Research Project: From Field to Watershed: Enhancing Water Quality and Management in Agroecosystems through Remote Sensing, Ground Measurements, and Integrative Modeling

Location: Hydrology and Remote Sensing Laboratory

Title: Evaluating SWAT-3PG simulation of hydrologic and water quality processes in a forested watershed: A case study in the St. Croix River basin

Author
item KARKI, R - University Of Maryland
item QI, J - University Of Maryland
item Zhang, Xuesong
item SRIVASTAVA, P - University Of Maryland

Submitted to: Journal of Hydrology
Publication Type: Peer Reviewed Journal
Publication Acceptance Date: 11/12/2024
Publication Date: 11/29/2024
Citation: Karki, R., Qi, J., Zhang, X., Srivastava, P.K. 2024. Evaluating SWAT-3PG simulation of hydrologic and water quality processes in a forested watershed: A case study in the St. Croix River basin. Journal of Hydrology. 648. https://doi.org/10.1016/j.jhydrol.2024.132393.
DOI: https://doi.org/10.1016/j.jhydrol.2024.132393

Interpretive Summary: Forests are often an important component of a watershed and can have significant influence on terrestrial hydrology and water quality. Here, we incorporated the 3-PG forest model into the widely used Soil and Water Assessment Tool (SWAT) watershed model to better represent forest growth. The SWAT-3PG model accurately simulated net primary productivity, leaf area index, and aboveground biomass of forest ecosystems in the St. Croix Watershed, leading to improved performance for watershed streamflow, sediment, and nutrient simulation. The SWAT-3PG model provides an enhanced watershed tool for studying hydrology and water quality in forest-dominated watersheds.

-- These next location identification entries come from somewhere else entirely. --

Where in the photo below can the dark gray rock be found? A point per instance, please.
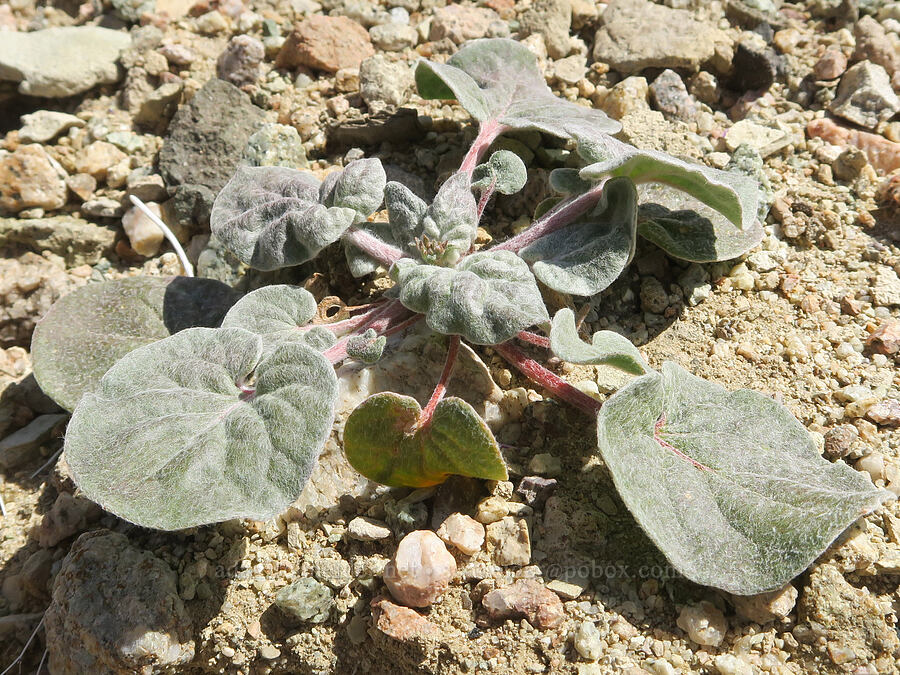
(205, 142)
(115, 609)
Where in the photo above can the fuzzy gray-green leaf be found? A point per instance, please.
(606, 348)
(729, 486)
(278, 314)
(88, 330)
(505, 171)
(271, 217)
(173, 437)
(733, 195)
(488, 298)
(587, 256)
(498, 81)
(360, 186)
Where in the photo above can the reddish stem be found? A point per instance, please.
(372, 246)
(550, 381)
(553, 220)
(488, 132)
(441, 387)
(534, 338)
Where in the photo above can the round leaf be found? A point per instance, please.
(729, 486)
(175, 437)
(88, 330)
(383, 441)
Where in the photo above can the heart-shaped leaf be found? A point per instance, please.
(488, 298)
(273, 216)
(587, 256)
(733, 195)
(729, 486)
(198, 429)
(384, 441)
(606, 348)
(279, 314)
(88, 330)
(498, 81)
(360, 187)
(505, 171)
(698, 235)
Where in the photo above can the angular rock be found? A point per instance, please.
(115, 609)
(401, 623)
(205, 142)
(638, 34)
(326, 43)
(462, 532)
(60, 62)
(460, 23)
(527, 599)
(45, 125)
(421, 569)
(30, 178)
(306, 600)
(239, 63)
(865, 96)
(509, 542)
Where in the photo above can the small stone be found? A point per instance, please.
(704, 624)
(831, 65)
(587, 641)
(30, 178)
(885, 339)
(421, 569)
(239, 63)
(97, 158)
(671, 97)
(144, 236)
(462, 532)
(306, 600)
(491, 509)
(885, 413)
(509, 542)
(363, 528)
(461, 23)
(527, 599)
(865, 96)
(326, 43)
(393, 37)
(384, 82)
(401, 623)
(765, 607)
(45, 125)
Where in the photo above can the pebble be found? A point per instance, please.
(326, 43)
(462, 532)
(239, 63)
(460, 23)
(509, 542)
(116, 609)
(421, 569)
(61, 61)
(831, 65)
(587, 641)
(393, 37)
(45, 125)
(144, 237)
(704, 624)
(865, 96)
(30, 178)
(401, 623)
(885, 413)
(306, 600)
(527, 599)
(384, 82)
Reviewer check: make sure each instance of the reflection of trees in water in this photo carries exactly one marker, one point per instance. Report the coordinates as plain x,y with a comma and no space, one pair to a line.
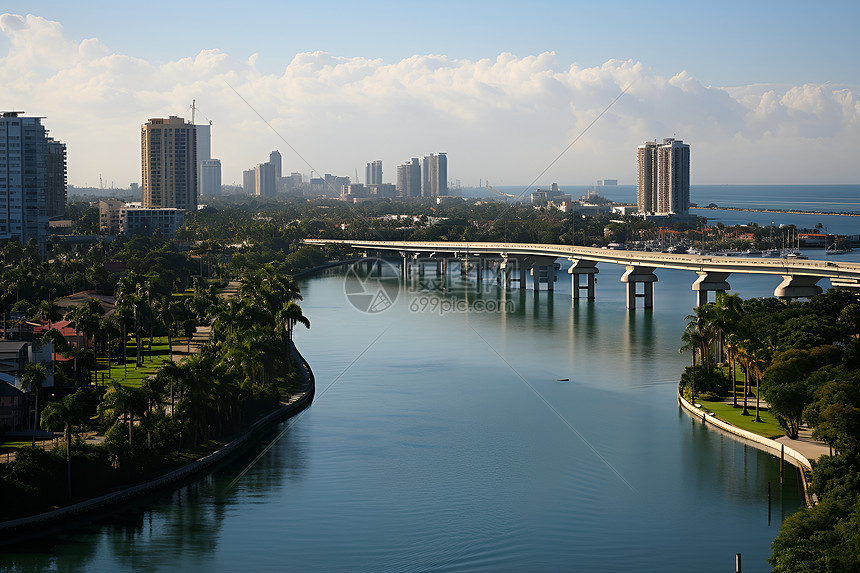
186,522
739,470
285,461
40,556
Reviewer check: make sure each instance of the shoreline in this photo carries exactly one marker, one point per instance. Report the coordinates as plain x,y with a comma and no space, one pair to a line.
15,530
779,211
766,445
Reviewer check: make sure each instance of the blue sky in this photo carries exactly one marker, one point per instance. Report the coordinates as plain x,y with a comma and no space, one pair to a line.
502,86
721,43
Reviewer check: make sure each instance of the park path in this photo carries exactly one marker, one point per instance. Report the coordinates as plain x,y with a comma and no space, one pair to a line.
805,444
202,334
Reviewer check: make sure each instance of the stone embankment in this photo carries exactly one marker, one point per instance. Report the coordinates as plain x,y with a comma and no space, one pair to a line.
765,444
28,526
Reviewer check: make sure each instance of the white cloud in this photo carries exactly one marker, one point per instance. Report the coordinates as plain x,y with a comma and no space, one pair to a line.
503,118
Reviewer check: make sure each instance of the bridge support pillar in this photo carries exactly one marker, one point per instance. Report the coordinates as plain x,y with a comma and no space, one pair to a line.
797,286
709,281
543,273
589,270
635,275
506,267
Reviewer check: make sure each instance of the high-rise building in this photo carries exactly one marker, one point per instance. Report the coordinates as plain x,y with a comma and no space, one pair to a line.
210,176
409,178
204,151
373,173
32,178
168,150
435,180
249,183
275,160
663,179
265,184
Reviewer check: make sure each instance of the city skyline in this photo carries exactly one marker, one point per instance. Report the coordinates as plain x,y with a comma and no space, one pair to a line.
505,117
168,152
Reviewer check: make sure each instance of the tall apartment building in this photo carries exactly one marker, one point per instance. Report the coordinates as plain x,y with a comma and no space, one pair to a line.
249,183
373,173
265,183
435,182
168,149
210,177
663,179
32,178
409,178
276,161
204,151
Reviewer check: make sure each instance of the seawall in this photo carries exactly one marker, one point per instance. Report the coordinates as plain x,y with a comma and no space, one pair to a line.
25,526
765,444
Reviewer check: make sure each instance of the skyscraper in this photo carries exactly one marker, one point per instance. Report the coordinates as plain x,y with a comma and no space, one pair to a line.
264,180
168,149
409,178
32,178
210,177
275,160
373,173
204,151
663,181
435,180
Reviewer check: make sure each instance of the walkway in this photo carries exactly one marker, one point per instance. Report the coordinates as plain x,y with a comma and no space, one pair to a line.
805,444
202,334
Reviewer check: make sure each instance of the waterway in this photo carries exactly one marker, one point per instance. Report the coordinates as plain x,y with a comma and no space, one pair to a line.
445,440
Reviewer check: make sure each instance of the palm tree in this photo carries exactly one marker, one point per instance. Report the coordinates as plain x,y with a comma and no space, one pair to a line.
290,315
65,413
744,355
728,312
90,318
123,401
32,379
693,341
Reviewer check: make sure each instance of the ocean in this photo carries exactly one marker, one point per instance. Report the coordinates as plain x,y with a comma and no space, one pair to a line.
810,198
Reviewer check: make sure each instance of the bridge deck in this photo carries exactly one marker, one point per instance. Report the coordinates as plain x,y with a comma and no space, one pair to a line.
841,271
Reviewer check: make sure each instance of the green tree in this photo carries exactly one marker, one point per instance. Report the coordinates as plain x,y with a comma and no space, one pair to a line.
66,413
32,378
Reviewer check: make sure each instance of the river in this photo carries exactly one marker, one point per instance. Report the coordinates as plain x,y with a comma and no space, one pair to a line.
446,441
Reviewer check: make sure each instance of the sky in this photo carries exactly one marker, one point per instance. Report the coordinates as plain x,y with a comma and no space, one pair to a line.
765,92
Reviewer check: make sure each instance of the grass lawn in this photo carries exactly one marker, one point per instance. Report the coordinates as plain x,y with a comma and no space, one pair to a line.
768,427
133,375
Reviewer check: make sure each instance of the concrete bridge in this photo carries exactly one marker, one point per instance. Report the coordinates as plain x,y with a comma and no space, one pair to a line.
799,276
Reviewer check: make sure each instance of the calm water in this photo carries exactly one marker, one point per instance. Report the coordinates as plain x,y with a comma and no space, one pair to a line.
446,442
827,198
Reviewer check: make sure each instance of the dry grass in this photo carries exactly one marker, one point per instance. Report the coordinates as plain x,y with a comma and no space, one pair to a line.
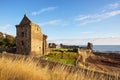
27,69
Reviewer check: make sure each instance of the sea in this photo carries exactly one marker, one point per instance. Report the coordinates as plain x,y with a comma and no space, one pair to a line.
107,48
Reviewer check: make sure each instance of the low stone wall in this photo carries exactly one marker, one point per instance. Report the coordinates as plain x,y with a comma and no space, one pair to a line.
9,50
51,65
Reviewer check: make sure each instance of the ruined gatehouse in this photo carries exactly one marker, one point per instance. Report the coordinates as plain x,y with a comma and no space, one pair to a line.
29,38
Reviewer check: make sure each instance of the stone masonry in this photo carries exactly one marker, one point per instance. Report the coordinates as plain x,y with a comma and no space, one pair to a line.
30,40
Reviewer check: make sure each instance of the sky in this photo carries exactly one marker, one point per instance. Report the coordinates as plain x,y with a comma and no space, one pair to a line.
64,19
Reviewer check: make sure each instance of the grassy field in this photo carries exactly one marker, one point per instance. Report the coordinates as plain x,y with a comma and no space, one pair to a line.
27,69
68,57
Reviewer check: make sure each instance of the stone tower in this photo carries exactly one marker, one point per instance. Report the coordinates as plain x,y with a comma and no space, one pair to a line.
30,39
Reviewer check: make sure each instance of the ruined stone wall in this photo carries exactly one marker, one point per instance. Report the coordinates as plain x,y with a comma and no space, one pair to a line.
84,54
36,39
23,39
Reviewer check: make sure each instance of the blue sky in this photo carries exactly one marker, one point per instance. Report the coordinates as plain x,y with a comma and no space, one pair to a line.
64,19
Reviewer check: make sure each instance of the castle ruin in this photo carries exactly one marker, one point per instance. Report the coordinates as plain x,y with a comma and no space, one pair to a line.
29,38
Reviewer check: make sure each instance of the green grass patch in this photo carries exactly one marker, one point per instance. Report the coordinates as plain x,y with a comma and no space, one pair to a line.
70,62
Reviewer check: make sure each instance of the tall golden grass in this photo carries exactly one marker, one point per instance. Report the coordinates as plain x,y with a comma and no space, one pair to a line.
27,69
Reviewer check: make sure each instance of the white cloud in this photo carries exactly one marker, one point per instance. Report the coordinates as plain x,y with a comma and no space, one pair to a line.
86,32
43,10
85,19
52,22
114,5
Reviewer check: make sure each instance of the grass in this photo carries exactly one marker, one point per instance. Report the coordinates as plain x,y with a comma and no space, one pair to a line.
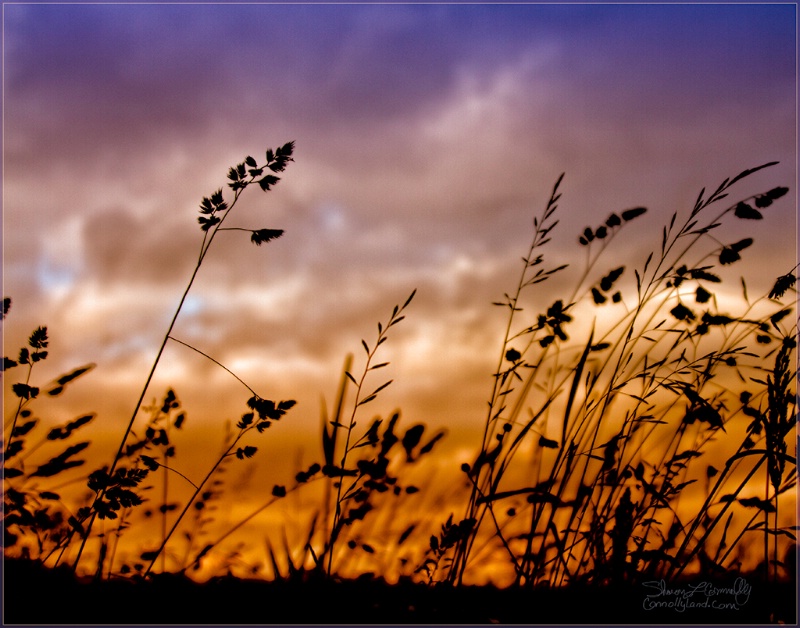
635,433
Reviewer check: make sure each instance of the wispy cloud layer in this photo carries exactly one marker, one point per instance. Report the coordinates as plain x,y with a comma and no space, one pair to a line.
427,137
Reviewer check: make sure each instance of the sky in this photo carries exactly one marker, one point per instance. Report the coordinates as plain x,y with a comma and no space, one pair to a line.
427,137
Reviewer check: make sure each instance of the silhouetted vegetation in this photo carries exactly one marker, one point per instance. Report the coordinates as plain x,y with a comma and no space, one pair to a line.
639,442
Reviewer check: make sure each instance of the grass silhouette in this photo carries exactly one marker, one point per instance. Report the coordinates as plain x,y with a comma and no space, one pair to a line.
637,439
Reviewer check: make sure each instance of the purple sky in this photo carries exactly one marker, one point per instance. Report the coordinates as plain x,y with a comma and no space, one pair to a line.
427,136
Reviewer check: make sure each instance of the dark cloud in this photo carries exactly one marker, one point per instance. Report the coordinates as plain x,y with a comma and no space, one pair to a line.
427,139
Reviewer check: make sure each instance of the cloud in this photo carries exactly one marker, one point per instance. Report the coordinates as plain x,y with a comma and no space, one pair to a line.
427,139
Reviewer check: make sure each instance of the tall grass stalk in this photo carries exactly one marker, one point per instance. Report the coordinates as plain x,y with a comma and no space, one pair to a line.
214,211
596,497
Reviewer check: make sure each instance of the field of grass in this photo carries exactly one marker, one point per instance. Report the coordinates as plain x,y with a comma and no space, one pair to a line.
637,462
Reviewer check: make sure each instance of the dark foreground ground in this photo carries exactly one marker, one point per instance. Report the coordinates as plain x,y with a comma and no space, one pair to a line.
36,596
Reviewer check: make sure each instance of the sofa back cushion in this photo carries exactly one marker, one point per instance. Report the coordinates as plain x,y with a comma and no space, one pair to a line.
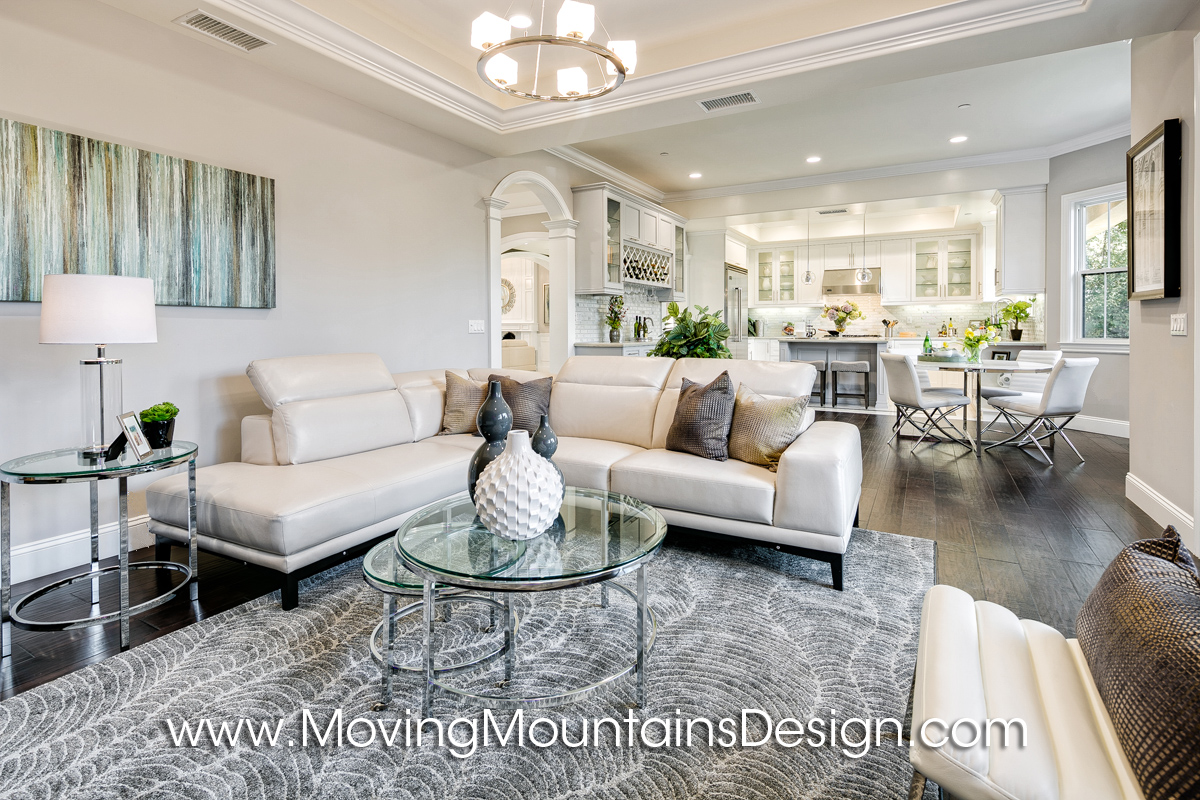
1140,633
330,405
609,397
768,378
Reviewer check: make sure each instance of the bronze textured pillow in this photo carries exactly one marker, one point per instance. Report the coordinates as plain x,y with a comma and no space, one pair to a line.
763,427
1140,633
701,425
528,401
463,398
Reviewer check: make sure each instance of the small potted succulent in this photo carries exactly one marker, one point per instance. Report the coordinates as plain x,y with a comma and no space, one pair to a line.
159,423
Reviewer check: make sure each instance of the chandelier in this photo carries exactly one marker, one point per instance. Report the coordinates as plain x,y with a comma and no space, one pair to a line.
522,66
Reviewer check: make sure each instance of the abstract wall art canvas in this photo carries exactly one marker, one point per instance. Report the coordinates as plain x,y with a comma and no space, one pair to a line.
73,204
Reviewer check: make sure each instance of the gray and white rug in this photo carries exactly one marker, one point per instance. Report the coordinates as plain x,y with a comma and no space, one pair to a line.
739,627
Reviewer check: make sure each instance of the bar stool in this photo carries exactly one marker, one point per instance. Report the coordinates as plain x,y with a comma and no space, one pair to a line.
821,373
858,367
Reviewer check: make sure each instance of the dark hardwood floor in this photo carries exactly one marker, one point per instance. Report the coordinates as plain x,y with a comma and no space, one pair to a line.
1008,529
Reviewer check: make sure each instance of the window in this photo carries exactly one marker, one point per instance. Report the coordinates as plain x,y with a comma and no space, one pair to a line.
1096,238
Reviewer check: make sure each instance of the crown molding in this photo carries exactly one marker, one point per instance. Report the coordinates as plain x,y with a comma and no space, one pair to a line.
895,35
897,170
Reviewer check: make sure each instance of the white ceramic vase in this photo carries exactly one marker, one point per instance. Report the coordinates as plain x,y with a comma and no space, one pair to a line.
520,493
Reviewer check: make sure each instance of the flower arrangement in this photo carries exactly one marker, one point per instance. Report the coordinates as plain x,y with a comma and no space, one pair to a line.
843,314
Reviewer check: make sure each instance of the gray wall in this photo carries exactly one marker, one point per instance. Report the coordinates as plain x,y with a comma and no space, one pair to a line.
381,232
1161,367
1108,396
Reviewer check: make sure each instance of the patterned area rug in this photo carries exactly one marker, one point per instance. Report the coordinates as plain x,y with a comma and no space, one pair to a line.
739,629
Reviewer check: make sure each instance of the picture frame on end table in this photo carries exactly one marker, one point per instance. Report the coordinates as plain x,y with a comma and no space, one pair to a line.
1153,178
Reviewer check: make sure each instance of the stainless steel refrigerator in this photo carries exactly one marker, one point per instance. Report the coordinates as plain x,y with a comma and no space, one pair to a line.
737,307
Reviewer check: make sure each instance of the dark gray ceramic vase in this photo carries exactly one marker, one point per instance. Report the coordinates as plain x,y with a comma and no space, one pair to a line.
493,420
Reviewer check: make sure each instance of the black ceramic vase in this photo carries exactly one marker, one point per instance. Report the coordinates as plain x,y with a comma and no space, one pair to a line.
545,444
160,434
493,420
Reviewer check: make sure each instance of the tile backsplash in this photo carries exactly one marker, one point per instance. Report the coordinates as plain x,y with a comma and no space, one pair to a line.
913,318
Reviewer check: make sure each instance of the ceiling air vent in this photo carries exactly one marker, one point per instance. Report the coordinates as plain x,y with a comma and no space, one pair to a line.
729,101
210,25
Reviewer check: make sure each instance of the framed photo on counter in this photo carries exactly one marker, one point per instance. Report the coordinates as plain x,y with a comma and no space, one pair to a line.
1153,178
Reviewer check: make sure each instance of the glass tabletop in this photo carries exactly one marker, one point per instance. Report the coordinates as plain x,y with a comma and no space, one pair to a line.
71,464
597,535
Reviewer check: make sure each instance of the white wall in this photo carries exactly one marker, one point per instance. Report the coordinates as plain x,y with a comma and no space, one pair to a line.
1162,380
381,232
1108,396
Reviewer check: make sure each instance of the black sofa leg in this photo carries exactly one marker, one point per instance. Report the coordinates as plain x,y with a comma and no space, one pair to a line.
289,593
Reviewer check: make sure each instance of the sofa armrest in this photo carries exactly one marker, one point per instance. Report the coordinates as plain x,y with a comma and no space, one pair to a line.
820,480
257,440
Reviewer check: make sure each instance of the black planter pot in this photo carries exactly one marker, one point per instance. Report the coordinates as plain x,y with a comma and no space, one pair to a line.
493,420
160,434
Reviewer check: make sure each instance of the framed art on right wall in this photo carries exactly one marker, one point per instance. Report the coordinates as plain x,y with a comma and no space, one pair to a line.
1155,173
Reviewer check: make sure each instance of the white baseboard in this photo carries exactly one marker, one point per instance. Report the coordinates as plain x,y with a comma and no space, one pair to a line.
67,551
1119,428
1161,510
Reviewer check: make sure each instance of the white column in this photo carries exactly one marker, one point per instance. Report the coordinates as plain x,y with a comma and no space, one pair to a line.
493,205
562,292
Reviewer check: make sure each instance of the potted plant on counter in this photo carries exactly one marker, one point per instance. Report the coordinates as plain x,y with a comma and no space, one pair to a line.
159,423
693,337
1017,313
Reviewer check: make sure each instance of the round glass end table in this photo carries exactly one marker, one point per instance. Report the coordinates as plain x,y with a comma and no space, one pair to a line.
598,536
72,465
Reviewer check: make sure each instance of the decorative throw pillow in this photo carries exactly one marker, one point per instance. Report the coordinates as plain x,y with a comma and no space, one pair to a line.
1140,633
701,425
528,401
463,398
763,427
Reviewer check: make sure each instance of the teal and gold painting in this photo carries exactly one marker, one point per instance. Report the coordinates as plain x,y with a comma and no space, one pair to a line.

Technical Abstract: Forests impart significant influence on terrestrial hydrologic and water quality processes impacting infiltration, soil moisture, runoff, surface erosion, nutrient and carbon dynamics, as well as transport of sediment, nutrients, and other pollutants to the aquatic systems. As a result, accurate representation of forests and their influences on watershed processes is critical in hydrologic and water quality models to evaluate the impacts of land use/land cover (LULC) change and climate change-driven natural disturbances such as wildfires, droughts, and intense precipitation events on hydrologic and water quality variables. Inaccurate representation of such processes can be detrimental as they can lead to misinformed conservation practice recommendations and policy decisions. Although the Soil and Water Assessment Tool (SWAT) has been widely applied in hydrologic and water quality simulation, the default forest module in SWAT is limited in that it does not simulate many important forest processes such as biomass partitioning, changes to forest structure, and the direct connection between forest biomass assimilation and LAI, leading to its limited application in forest-dominated watersheds. This study evaluated a newly developed version of the SWAT model that incorporates a new forestry module based on 3-PG (SWAT-3PG) for forest simulation and quantifies their impact on hydrologic and water quality simulaton by performing a case study in the St. Croix River basin of north-central U.S. Evaluation against remotely-sensed Net Primary Productivity (NPP), Leaf Area Index (LAI), and forest aboveground biomass (AGB) snapshots available for the region from different published sources showed that SWAT-3PG can accurately simulate NPP, biomass assimilation, the temporal trend in forest AGB, and seasonal variability in LAI. The model was also able to adequately replicate observed streamflow (RSR < 0.7 and NSE > 0.55), sediment, total nitrogen, and total phosphorus (RSR < 0.78 and NSE > 0.43) downstream of the forest-dominated region in the watershed. Comparison against outputs from a calibrated SWAT model with default forest module for the study watershed showed a reduction in surface runoff, increased soil moisture storage and groundwater recharge as well as reduction in the loss of nitrate, sediment, and phosphorus from forest HRUs with SWAT-3PG, indicating improved representation of forest hydrology and water quality processes with the new model.